The PoC is public. The vulnerable population is Shodan-queryable. The exploit requires no authentication, no credentials, no prior access, and no specialized knowledge beyond the ability to send an HTTP request. Automation of this is not theoretical.
Servers That Were Patched Are Not Necessarily Clean
This is perhaps the most uncomfortable truth of the CVE-2026-41940 situation: patching closes the vulnerability. It does not undo anything that happened during the window.
A server that was running an unpatched cPanel installation between February 23 and April 28 was reachable by anyone who knew about this vulnerability. Whether any particular server was actually targeted during that window depends on factors no patch can retroactively determine.

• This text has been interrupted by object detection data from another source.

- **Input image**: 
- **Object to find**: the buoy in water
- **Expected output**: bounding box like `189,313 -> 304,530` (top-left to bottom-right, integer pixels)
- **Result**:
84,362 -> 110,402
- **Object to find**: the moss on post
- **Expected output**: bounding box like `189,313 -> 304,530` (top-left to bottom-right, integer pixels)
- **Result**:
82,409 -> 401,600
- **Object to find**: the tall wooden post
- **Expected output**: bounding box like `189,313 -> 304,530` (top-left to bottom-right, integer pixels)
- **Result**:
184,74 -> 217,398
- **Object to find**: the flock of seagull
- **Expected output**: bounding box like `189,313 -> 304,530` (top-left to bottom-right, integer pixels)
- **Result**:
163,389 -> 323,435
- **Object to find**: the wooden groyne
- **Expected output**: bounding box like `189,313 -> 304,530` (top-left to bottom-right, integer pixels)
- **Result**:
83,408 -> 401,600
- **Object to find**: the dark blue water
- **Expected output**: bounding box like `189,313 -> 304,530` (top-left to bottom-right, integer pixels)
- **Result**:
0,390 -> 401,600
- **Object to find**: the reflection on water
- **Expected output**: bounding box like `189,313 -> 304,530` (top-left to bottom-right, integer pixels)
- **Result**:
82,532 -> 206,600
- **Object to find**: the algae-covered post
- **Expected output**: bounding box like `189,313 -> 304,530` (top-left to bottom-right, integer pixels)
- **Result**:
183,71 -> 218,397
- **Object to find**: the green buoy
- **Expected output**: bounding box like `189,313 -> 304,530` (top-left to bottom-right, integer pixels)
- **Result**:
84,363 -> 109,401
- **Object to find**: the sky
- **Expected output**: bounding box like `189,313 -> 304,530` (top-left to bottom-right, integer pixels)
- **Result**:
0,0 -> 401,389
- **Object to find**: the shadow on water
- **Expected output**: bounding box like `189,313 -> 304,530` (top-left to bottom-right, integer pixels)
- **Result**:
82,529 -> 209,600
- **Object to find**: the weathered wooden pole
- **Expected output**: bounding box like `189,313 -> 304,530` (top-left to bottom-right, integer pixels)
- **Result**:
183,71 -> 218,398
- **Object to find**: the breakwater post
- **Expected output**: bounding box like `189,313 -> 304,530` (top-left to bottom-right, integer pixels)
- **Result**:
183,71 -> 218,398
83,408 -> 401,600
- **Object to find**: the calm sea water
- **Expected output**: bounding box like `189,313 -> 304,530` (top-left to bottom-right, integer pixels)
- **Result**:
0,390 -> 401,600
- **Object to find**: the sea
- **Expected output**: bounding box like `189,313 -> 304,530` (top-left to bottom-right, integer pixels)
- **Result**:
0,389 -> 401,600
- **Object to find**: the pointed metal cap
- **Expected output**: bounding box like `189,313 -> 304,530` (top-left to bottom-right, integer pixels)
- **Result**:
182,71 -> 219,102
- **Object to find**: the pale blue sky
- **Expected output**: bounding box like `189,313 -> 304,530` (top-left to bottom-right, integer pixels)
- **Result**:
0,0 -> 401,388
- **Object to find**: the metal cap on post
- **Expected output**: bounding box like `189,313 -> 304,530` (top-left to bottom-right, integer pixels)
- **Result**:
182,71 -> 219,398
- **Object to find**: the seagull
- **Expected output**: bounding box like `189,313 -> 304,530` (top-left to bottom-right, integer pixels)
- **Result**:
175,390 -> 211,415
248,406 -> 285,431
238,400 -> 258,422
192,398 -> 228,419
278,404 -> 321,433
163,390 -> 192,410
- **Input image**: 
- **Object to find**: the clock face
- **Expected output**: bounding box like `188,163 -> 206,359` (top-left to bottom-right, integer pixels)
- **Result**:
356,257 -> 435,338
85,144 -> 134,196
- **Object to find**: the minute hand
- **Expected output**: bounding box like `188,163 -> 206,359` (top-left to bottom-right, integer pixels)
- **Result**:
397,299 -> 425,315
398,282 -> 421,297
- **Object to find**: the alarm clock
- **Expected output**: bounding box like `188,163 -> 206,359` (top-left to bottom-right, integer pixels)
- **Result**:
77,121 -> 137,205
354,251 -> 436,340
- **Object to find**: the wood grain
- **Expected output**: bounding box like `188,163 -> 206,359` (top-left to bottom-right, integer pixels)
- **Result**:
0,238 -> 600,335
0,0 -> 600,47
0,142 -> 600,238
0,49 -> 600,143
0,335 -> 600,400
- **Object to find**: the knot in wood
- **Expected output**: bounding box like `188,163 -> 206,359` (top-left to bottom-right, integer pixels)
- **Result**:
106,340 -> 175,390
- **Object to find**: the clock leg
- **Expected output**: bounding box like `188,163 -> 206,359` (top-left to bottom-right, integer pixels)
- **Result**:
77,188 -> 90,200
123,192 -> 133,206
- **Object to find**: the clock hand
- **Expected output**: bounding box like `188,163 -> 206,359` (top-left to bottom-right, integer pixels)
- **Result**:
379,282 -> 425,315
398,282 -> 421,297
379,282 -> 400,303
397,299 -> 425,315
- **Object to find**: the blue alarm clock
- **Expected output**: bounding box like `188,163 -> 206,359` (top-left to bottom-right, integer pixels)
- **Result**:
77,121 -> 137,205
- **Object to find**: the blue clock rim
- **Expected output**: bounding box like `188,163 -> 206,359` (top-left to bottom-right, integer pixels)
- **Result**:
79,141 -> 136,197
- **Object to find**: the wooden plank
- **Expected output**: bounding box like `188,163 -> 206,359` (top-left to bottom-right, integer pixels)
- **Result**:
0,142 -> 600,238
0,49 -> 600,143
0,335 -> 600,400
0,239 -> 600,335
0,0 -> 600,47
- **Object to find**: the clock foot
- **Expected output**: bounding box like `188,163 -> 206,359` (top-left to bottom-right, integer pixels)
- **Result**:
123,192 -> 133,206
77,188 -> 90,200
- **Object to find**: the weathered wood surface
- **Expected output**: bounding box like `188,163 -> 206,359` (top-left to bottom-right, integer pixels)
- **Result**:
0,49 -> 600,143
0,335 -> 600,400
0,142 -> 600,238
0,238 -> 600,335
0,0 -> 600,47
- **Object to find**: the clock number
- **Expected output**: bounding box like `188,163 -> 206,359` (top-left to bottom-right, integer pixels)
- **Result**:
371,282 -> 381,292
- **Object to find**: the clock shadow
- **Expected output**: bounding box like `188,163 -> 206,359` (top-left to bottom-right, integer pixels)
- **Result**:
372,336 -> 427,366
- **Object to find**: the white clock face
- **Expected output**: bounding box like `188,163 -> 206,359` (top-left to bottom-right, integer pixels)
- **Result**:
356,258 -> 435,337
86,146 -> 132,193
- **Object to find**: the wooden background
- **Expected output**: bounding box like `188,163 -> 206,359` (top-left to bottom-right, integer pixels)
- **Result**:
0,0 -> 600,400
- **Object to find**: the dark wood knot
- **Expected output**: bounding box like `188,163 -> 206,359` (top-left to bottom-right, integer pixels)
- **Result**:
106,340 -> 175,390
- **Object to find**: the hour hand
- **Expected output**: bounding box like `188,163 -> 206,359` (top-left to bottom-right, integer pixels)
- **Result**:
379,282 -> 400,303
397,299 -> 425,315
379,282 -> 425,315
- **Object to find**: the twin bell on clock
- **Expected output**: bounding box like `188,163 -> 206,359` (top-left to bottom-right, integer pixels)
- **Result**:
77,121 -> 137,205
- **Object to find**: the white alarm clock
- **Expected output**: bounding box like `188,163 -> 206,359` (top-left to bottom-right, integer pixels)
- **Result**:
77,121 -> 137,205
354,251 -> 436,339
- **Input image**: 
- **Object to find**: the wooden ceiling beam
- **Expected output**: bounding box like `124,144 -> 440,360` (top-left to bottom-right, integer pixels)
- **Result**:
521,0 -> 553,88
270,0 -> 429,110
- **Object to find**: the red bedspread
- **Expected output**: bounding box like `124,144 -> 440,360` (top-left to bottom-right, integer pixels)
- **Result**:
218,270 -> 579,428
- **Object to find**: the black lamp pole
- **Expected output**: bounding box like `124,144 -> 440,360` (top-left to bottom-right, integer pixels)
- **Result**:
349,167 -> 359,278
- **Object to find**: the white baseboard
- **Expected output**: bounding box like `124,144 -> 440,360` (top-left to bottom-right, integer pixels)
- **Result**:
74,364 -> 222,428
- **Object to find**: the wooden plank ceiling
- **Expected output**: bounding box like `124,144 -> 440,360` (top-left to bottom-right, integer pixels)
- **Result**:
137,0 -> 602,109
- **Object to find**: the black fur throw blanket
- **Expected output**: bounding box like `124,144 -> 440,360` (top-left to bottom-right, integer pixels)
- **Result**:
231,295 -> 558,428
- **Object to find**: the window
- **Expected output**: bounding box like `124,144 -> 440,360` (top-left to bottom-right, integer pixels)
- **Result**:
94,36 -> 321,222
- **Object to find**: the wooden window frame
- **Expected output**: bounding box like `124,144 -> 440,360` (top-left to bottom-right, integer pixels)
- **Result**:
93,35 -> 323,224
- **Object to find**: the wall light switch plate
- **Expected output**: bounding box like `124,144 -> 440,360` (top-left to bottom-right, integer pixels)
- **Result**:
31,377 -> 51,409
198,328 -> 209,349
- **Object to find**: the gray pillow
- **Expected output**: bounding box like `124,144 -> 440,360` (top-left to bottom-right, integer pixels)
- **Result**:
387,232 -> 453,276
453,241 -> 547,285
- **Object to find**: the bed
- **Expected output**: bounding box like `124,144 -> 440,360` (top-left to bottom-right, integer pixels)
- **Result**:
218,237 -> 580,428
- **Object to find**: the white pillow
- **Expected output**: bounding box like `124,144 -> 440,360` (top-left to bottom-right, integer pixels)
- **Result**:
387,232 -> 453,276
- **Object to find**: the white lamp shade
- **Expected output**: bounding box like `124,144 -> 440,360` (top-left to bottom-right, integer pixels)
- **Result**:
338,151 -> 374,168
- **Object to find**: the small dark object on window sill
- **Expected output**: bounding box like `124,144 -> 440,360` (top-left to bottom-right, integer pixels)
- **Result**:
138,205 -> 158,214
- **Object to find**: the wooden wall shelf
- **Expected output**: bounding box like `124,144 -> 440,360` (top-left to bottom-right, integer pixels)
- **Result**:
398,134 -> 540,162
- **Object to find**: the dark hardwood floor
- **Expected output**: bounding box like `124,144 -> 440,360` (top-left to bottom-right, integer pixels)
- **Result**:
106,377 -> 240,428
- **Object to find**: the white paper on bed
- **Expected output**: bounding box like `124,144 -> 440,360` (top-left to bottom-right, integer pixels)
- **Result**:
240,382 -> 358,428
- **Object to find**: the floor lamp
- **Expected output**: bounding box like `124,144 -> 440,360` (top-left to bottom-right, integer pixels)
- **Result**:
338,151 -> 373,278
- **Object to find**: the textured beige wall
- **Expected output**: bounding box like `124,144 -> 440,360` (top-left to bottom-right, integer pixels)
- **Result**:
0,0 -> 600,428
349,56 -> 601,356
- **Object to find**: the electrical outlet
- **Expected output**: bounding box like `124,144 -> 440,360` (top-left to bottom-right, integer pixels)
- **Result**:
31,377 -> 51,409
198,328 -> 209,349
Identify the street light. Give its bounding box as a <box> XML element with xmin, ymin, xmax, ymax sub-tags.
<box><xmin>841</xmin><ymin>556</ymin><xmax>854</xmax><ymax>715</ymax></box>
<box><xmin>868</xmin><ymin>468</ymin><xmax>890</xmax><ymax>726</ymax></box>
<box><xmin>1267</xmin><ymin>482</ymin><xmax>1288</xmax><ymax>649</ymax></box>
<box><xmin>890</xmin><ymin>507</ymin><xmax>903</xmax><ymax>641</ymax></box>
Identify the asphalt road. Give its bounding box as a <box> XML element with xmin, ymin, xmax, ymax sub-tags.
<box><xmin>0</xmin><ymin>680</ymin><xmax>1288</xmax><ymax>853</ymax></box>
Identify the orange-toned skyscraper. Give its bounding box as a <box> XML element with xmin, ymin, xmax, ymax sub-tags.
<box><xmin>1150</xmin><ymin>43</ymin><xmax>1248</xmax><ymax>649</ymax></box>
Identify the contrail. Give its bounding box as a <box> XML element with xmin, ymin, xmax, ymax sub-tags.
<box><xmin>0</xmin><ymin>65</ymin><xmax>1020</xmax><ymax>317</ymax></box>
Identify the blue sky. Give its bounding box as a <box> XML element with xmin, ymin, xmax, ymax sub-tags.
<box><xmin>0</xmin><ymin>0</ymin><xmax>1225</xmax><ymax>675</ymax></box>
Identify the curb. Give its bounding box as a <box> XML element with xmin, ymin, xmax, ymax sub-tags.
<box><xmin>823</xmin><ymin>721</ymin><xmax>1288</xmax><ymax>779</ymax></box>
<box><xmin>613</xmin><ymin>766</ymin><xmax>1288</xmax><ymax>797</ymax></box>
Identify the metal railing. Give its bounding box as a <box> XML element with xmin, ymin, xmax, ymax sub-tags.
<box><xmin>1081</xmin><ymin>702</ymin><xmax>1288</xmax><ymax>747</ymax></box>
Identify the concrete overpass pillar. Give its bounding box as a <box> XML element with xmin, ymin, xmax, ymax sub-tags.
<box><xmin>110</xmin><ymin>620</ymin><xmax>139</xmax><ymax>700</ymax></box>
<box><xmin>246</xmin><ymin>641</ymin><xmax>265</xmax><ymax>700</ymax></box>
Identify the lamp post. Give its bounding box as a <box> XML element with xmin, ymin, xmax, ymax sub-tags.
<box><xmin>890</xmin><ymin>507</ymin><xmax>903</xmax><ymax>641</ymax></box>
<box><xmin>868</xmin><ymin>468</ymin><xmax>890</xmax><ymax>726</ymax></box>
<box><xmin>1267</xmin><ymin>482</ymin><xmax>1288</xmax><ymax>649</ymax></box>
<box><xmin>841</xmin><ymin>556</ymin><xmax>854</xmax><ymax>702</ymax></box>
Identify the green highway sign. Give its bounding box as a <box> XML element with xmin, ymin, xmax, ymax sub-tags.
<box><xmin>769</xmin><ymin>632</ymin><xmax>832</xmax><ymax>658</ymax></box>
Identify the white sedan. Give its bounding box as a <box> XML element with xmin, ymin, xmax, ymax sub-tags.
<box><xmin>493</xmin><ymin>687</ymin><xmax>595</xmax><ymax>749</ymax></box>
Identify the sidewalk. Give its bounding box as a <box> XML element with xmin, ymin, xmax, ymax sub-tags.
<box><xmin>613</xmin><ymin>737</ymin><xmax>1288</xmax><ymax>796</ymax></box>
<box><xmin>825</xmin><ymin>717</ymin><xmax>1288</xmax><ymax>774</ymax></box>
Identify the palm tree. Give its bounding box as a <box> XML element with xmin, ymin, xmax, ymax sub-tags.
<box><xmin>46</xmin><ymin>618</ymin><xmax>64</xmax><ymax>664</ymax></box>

The problem with a forged session attack is that its artifacts are specifically designed to look legitimate. Session files are transient by nature — they are created, used, and cleaned up constantly. A session created via this exploit and used briefly looks almost identical to a normal session in any reasonable log review. A backdoor account created through a forged WHM session is indistinguishable from an account a legitimate administrator created.
The 64-day window was long enough for thorough, patient attackers to establish persistence that outlasts both the patch and any first-pass forensic review of the obvious indicators.
A Function That Was Always There
The piece of this story that sits uncomfortably is how close the fix was to the problem all along.
filter_sessiondata — the function that strips CRLF characters from session data — was not missing from the codebase. It was not unwritten. It was not a new security control that needed to be designed, reviewed, and implemented. It existed. It worked. It had been in place for years. The entire exploit chain, all five steps of it, leading to unauthenticated root access across more than a million internet-exposed servers, ultimately rests on that function not being called from inside saveSession.
The patch took 2 to 3 hours to write and ship after the advisory went out. The exploitation window was 64 days. That window opened the day a researcher reported the issue to cPanel and got back the response that nothing was wrong. I cannot make this BOLD enough. “nothing is wrong”. Period.
That is the cost of a missed function call: 64 days of unrestricted access to the management plane of millions of websites, an unknown number of compromised servers with persistence that survived the patch, and a credential exposure footprint that extends far beyond any server that was directly hit.